L’Étrange Noël de M. Jack, c’est l’histoire d’une injustice. Ce conte animé est depuis sa sortie en 1993 attribué au prolifique Tim Burton, alors que c’est son complice d’alors, Henry Selick, qui a réalisé le film. Cette ressortie en 3D ne corrige pas l’erreur, puisque c’est sous le pavillon Burton qu’est sorti le film. Or, dans ce cas précis, deux réalisateurs, c’est certainement un de trop.
Inconnues du monde des hommes, les fêtes religieuses possèdent chacune une « ville » : la ville de Pâques, de Noël… d’Halloween. Et le maître de cette ville d’Halloween, Jack Skellington, s’ennuie (mortellement, comme il se doit). Monstres, cris horribles, épouvantes diverses ne l’amusent plus. C’est pourtant ce en quoi il excellait, mais l’inspiration le fuit aujourd’hui. Il décide donc, en proie à une sorte de crise de la quarantaine pour squelette, de changer sa vie, de s’approprier la fête de Noël, et de faire enlever le Père Noël, pour avoir les mains plus libres. Mais c’est sans compter sur la malveillance d’un des plus sinistres résidents d’Halloween, Oogie-Boogie le croque-mitaines…
À l’époque de sa première sortie cinéma, L’Étrange Noël… était couplé avec la toute première réalisation de Tim Burton, le court métrage en hommage à Vincent Price, titré simplement Vincent, et auquel l’acteur prêtait sa voix, probablement l’une des plus belle du cinéma fantastique. Les comparaisons entre les deux films étaient non seulement inévitables, mais aussi parfaitement justifiées, puisque l’animation image par image (ou stop motion) était le procédé utilisé dans les deux, avec ses qualités, mais aussi ses contraintes. Vincent, en cinq petites minutes, constituait un étonnant florilège des nombreuses influences cinématographiques et littéraires du jeune Tim Burton (d’Edgar Allan Poe à la Hammer), dans un sorte de feu d’artifice (en noir et blanc) où l’on ressentait la hargne créatrice du jeune réalisateur de vouloir à tout prix reprendre à son compte toutes les influences qui avait été les siennes dans son enfance et son adolescence. Jack, parallèlement, apparaissait comme le grand frère sage et posé, plein d’une perfection technique impressionnante mais finalement assez fade et vide de la personnalité éclatante du court métrage.
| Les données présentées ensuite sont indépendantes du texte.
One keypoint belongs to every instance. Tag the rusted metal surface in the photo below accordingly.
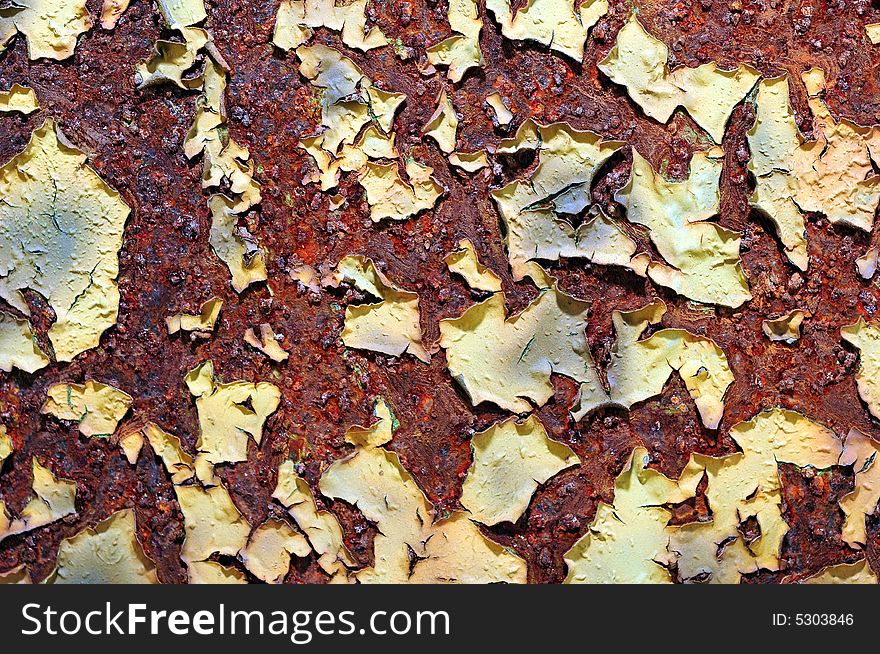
(134, 139)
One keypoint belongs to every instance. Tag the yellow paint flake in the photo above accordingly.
(461, 51)
(201, 325)
(167, 447)
(235, 246)
(182, 13)
(560, 24)
(384, 106)
(844, 573)
(61, 230)
(391, 197)
(19, 98)
(172, 59)
(702, 259)
(269, 549)
(212, 523)
(535, 211)
(786, 328)
(860, 451)
(458, 553)
(226, 164)
(51, 27)
(866, 265)
(211, 572)
(709, 94)
(321, 527)
(112, 11)
(298, 18)
(469, 162)
(639, 369)
(451, 550)
(5, 445)
(230, 416)
(131, 445)
(390, 325)
(464, 262)
(266, 342)
(508, 361)
(18, 346)
(349, 102)
(503, 115)
(108, 553)
(96, 407)
(832, 175)
(53, 499)
(745, 485)
(866, 337)
(510, 461)
(627, 541)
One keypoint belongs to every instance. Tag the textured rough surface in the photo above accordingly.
(133, 138)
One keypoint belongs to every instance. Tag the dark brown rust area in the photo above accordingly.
(135, 138)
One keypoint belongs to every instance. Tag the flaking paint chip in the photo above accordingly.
(53, 498)
(108, 553)
(61, 229)
(638, 61)
(96, 408)
(388, 324)
(461, 51)
(562, 25)
(201, 325)
(511, 459)
(266, 342)
(785, 328)
(508, 360)
(20, 99)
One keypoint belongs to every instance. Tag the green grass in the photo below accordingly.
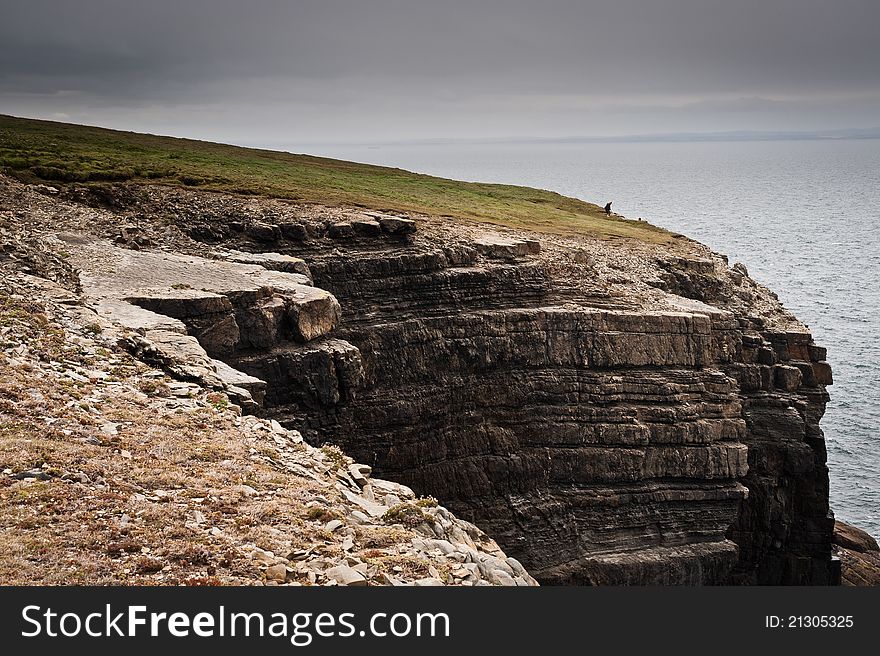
(34, 150)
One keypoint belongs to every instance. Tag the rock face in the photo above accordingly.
(671, 438)
(859, 555)
(651, 420)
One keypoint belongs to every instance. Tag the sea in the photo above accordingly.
(802, 215)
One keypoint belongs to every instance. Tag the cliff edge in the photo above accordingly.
(609, 410)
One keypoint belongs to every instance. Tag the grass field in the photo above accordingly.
(33, 150)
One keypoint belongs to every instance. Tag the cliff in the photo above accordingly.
(609, 410)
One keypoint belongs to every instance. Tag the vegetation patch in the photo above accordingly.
(35, 151)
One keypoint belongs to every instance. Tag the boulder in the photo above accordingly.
(264, 232)
(396, 225)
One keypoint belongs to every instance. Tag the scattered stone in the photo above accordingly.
(395, 225)
(277, 573)
(345, 575)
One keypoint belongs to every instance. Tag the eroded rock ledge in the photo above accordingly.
(609, 412)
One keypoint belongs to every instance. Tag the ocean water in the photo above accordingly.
(803, 216)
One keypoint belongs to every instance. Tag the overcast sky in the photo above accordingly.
(274, 73)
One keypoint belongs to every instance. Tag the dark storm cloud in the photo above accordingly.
(422, 68)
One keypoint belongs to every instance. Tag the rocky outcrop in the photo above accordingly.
(859, 555)
(609, 415)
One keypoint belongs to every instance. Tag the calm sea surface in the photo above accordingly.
(803, 216)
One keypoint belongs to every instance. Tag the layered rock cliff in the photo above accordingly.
(609, 411)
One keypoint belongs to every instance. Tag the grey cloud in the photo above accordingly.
(329, 68)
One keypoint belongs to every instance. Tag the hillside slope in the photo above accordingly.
(42, 150)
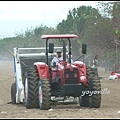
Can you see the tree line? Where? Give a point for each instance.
(98, 27)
À l’époque du tournage de Jack, Burton est occupé sur ce qui reste aujourd’hui comme une de ses réussites les plus baroques et les plus personnelles, le grandiose Batman, le défi. Il termine ce film alors que le projet Jack est lancé, et Burton, au scénario et à la production, décide de déléguer la réalisation de ce film (qui prendra finalement près de trois ans) à son ami Henry Selick, spécialisé dans l’image par image. Mais, indéniablement, la marque de Burton est là : son univers visuel si particulier, le côté sombre et morbide de sa poésie (car tout Jack était contenu dans un poème écrit par le réalisateur, sur le modèle de ceux paru en France dans La Triste Fin du petit enfant huître), son amour des personnages secondaires hauts en couleurs… Mais où trouver son style pour un Henry Selick déjà écrasé par l’aura médiatique et artistique de Burton ? Plus tard dans sa carrière, Selick réalisera (toujours sous l’égide de Burton, mais sous son propre nom, cette fois) un autre long métrage image par image, l’adaptation de Roald Dahl James et la pêche géante, dans lequel on peut certainement identifier un style propre. Mais celui-ci n’est présent dans Jack que lorsque il essaye de s’imposer par rapport à la marque forte de Burton, résultant dans un film aux ambitions gigantesques, un défi technique redoutable, et un film… fade, les bobines entre deux chaises. Si l’on ajoute à ça la présence au générique du complice de l’époque Danny Elfman, compositeur attitré de Burton, et dont la musique reste irrémédiablement associé à l’univers du cinéaste (mais jamais plus que dans ce film-ci probablement), les conflits de personnalités artistiques fortes finissent d’étouffer la sincérité d’un film qui reste aujourd’hui très beau visuellement, mais sans âme.
La ressortie aujourd’hui de ce film avec le gimmick de la 3D sonne donc comme le prolongement de cette même caractéristique. Le nouveau procédé technique est indéniablement renversant, mais ne rajoute certainement rien à la qualité d’un film qui reste intéressant, techniquement bouleversant, mais artistiquement surévalué.